I am interested in solving two coupled ODEs for two functions $f(r)$ and $g(r)$ of the following form:
$$r(1-g(r))+(r^2+1)\frac{f'(r)}{2f(r)}=E\delta(r-r_0)$$
$$rf(r)[2r(g(r)-1)g(r)+(r^2+1)g'(r)]=E\delta(r-r_0)$$
How can I approach this problem? I tried to think about using Green's functions, but wasn't sure how to proceed because both $g(r)$ and $f(r)$ appear in one equation.
Homogeneous solutions
When the right hand side vanishes the second equation implies $$ 2r(g(r)-1)g(r)+(r^2+1)g'(r) = 0 $$ i.e. $$ \frac{g'(r)}{g(r)(1-g(r))} = \frac{2r}{r^2+1} . $$ This can easily be integrated using partial fraction decomposition in the left hand, giving $$ \ln |g(r)(1-g(r))| = \ln(x^2+1) + C_1, $$ where $C_1$ is a constant.
Solving for $g(r)$ then gives $$ g(r) = \frac12\left(1\pm\sqrt{1+C(r^2+1)}\right), $$ where $C$ is another constant.
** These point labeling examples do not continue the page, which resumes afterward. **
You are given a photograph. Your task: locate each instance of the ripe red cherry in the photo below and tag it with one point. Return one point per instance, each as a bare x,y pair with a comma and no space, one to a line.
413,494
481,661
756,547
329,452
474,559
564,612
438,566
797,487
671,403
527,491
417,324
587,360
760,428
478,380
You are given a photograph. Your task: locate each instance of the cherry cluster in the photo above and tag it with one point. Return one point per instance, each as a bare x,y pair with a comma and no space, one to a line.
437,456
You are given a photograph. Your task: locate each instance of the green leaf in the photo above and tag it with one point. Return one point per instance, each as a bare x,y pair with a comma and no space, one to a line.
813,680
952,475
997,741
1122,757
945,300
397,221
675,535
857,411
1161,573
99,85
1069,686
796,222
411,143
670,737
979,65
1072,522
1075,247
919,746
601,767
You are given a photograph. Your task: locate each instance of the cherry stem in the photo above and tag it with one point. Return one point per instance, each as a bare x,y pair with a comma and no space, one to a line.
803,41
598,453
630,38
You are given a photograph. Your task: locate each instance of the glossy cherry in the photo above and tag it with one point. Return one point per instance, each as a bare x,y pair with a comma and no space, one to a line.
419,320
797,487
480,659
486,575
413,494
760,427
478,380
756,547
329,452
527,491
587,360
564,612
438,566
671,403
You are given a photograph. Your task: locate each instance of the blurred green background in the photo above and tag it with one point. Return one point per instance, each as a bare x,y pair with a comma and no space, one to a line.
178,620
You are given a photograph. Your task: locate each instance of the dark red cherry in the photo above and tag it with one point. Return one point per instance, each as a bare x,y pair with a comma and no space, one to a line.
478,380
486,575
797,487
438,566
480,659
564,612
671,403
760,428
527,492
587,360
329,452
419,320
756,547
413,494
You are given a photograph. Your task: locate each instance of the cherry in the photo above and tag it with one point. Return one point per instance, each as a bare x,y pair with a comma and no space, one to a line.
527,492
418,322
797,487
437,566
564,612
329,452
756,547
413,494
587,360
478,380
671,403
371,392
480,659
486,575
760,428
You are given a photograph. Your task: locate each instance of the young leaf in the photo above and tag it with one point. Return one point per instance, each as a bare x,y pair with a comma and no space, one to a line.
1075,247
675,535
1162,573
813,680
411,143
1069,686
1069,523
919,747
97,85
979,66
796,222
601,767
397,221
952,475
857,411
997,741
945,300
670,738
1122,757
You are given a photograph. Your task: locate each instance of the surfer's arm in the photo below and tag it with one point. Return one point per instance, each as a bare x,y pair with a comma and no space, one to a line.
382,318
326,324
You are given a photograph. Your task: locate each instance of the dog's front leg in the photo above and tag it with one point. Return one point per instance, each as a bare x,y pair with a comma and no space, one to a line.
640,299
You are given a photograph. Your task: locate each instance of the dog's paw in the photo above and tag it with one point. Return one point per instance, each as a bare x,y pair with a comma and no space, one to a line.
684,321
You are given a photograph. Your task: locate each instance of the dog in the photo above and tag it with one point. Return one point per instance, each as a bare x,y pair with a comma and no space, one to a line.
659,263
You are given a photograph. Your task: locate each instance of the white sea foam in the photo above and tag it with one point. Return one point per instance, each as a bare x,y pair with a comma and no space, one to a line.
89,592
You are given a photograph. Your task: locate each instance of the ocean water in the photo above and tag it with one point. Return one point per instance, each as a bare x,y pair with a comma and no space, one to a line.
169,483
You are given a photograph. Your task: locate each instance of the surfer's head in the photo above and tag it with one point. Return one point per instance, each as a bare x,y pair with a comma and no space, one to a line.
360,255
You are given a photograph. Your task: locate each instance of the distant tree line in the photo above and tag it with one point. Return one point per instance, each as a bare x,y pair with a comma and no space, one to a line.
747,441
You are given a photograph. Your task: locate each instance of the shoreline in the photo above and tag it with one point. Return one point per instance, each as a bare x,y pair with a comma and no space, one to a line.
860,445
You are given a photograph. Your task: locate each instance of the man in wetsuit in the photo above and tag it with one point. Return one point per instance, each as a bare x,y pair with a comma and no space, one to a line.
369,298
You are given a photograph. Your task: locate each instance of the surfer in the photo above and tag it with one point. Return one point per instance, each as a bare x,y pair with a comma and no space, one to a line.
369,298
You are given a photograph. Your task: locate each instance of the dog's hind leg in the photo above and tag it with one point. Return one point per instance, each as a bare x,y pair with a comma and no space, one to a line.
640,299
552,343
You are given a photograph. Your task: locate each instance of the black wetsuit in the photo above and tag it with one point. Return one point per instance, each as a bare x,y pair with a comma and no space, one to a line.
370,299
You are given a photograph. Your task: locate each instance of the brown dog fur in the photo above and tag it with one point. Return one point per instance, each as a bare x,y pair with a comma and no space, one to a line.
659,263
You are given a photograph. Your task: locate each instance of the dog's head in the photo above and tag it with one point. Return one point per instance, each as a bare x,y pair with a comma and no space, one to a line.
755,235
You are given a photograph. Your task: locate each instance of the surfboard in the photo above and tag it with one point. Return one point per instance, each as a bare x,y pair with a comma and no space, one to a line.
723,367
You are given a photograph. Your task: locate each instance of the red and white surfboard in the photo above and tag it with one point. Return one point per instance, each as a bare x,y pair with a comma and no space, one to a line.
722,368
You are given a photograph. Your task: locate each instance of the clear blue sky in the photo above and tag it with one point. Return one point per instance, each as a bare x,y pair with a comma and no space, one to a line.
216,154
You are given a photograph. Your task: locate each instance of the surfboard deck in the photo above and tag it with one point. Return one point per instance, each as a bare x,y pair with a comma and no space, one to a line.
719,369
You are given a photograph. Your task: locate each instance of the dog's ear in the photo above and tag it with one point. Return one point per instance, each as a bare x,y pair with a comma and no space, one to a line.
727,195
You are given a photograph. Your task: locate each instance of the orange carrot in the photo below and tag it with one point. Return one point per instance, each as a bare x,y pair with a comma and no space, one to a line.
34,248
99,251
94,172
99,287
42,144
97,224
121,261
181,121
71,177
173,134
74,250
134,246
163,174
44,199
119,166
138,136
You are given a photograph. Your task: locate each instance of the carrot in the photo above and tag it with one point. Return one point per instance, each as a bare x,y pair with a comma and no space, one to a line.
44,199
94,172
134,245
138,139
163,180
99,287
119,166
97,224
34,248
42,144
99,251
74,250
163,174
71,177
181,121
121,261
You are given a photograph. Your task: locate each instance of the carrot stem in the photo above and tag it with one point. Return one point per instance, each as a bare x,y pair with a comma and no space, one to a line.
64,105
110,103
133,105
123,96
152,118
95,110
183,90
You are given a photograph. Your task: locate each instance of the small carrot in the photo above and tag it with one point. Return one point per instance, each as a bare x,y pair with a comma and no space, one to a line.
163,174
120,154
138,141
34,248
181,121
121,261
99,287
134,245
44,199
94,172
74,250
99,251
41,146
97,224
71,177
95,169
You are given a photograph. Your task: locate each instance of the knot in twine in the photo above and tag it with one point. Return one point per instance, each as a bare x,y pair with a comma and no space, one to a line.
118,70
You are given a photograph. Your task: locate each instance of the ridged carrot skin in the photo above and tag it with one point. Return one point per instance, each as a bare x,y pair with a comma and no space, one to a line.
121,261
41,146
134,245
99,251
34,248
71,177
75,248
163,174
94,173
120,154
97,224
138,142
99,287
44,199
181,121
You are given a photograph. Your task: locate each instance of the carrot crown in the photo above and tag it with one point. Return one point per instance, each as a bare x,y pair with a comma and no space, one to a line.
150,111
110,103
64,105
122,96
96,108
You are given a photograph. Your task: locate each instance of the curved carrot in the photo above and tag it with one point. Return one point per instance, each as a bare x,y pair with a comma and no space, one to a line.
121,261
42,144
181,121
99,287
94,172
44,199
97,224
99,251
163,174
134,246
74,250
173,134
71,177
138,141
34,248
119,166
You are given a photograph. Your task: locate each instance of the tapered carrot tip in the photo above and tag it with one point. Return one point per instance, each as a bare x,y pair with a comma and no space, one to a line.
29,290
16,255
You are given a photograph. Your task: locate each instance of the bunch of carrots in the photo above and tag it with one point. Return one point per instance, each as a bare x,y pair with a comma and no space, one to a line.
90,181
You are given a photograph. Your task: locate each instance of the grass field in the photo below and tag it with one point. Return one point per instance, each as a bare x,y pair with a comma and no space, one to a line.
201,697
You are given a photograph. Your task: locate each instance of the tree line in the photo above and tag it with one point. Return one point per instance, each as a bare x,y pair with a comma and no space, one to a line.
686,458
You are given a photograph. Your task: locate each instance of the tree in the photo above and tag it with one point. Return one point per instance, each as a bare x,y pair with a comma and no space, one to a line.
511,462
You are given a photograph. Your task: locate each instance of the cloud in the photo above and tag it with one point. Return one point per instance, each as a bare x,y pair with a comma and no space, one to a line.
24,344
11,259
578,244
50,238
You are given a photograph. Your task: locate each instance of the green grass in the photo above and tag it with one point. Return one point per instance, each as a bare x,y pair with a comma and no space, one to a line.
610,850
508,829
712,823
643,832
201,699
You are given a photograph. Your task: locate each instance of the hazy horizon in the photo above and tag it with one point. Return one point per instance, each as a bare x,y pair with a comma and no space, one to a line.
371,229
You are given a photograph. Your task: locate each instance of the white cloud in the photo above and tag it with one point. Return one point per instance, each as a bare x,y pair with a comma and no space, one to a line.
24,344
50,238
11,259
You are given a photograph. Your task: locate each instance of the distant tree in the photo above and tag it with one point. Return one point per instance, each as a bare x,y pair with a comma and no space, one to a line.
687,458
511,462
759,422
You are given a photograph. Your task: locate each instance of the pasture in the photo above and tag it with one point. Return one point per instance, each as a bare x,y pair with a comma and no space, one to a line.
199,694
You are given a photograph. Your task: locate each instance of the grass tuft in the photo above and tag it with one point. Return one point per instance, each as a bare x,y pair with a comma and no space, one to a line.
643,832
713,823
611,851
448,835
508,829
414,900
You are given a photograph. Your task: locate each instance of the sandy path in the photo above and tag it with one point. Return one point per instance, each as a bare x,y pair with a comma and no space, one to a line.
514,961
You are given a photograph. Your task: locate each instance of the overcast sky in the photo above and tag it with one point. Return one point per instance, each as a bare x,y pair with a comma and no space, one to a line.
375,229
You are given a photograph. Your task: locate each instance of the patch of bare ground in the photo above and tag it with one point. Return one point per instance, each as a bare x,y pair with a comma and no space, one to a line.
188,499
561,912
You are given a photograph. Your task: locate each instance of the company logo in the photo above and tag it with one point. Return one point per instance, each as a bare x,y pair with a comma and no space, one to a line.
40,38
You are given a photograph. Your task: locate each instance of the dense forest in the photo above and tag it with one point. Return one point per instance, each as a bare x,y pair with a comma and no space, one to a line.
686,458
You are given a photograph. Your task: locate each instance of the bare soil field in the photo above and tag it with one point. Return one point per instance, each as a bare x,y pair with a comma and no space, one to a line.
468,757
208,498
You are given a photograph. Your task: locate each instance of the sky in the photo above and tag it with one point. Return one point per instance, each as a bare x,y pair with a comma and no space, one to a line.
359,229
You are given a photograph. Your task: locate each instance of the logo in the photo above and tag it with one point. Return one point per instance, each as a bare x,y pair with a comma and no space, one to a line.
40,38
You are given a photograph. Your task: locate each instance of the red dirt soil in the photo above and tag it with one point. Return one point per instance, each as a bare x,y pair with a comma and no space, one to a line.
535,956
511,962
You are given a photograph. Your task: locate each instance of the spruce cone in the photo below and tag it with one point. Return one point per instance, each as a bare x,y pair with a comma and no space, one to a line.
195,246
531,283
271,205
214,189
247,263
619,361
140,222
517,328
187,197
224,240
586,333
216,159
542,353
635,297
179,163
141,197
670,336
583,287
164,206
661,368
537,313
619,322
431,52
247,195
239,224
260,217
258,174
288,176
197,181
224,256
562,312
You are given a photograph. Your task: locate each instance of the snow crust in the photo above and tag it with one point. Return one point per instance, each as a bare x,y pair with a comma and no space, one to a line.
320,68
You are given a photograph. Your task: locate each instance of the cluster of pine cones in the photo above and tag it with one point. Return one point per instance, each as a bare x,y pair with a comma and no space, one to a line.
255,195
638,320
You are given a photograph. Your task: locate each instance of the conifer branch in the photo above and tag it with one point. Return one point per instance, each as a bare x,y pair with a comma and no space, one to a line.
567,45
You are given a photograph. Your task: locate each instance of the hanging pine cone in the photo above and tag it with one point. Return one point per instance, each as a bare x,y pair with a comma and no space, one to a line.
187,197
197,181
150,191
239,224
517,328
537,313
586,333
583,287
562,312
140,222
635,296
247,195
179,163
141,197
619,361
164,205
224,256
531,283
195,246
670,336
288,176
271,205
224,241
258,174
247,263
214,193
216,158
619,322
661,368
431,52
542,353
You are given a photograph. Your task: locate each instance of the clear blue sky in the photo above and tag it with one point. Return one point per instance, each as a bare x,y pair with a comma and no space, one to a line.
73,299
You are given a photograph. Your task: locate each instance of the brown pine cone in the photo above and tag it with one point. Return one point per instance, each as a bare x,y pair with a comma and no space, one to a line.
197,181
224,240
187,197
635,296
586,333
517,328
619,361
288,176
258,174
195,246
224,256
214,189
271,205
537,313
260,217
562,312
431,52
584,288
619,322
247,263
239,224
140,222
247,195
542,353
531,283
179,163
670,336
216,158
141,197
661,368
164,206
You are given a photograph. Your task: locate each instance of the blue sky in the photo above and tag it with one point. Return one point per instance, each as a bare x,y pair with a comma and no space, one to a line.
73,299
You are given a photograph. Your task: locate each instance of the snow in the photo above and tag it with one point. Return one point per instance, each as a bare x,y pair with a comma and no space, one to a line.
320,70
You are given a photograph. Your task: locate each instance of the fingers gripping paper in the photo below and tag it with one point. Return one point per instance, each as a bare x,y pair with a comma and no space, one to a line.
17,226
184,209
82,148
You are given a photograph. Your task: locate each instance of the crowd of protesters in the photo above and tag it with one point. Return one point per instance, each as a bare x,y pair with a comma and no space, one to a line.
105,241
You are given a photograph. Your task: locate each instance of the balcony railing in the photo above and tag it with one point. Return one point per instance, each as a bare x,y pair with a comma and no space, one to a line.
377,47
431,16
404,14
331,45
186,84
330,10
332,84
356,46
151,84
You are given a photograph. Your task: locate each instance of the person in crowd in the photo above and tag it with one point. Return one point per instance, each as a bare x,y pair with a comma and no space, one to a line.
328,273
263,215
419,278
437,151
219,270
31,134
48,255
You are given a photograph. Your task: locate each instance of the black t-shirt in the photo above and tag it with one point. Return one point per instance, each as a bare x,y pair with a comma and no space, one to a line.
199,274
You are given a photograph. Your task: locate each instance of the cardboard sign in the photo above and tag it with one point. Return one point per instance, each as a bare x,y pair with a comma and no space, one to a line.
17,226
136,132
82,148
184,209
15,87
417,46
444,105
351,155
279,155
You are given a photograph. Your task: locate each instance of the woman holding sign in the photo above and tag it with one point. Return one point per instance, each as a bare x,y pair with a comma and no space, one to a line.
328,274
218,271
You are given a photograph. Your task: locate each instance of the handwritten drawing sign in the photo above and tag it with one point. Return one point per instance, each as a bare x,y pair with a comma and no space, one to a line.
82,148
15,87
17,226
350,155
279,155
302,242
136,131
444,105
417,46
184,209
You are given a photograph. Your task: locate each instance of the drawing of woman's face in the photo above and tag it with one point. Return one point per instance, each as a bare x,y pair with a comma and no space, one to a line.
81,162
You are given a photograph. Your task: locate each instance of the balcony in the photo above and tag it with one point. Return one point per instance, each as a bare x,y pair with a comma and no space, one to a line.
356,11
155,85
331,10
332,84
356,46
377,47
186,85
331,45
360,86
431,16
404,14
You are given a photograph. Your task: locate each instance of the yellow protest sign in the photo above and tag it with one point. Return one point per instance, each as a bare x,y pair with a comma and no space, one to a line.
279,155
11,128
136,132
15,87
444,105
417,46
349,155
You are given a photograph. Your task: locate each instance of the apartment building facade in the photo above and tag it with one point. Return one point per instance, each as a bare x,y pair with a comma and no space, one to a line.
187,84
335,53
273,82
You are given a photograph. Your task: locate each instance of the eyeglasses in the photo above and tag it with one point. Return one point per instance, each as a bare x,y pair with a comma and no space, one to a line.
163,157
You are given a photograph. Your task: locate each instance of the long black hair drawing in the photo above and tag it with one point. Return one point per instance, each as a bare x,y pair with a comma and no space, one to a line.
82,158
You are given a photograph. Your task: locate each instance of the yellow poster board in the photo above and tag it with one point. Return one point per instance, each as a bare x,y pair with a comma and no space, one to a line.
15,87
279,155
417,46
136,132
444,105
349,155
Setting $f(r)=e^{h(r)}$ the first equation becomes (still with a vanishing right hand side) $$ 2r(1-g(r)) + (r^2+1) h'(r) = 0 $$ i.e. $$ h'(r) = -\frac{2r}{r^2+1}(1-g(r)) = -\frac{2r}{r^2+1} \frac12\left(1\mp\sqrt{1+C(r^2+1)}\right) . $$ With the help of Wolfram Alpha the integral of this was found to be $$ h(r) = \frac12\ln(r^2+1) \pm \left( \sqrt{1+C(r^2+1)} - \tanh^{-1}\sqrt{1+C(r^2+1)} \right) + D, $$ where $D$ is a constant.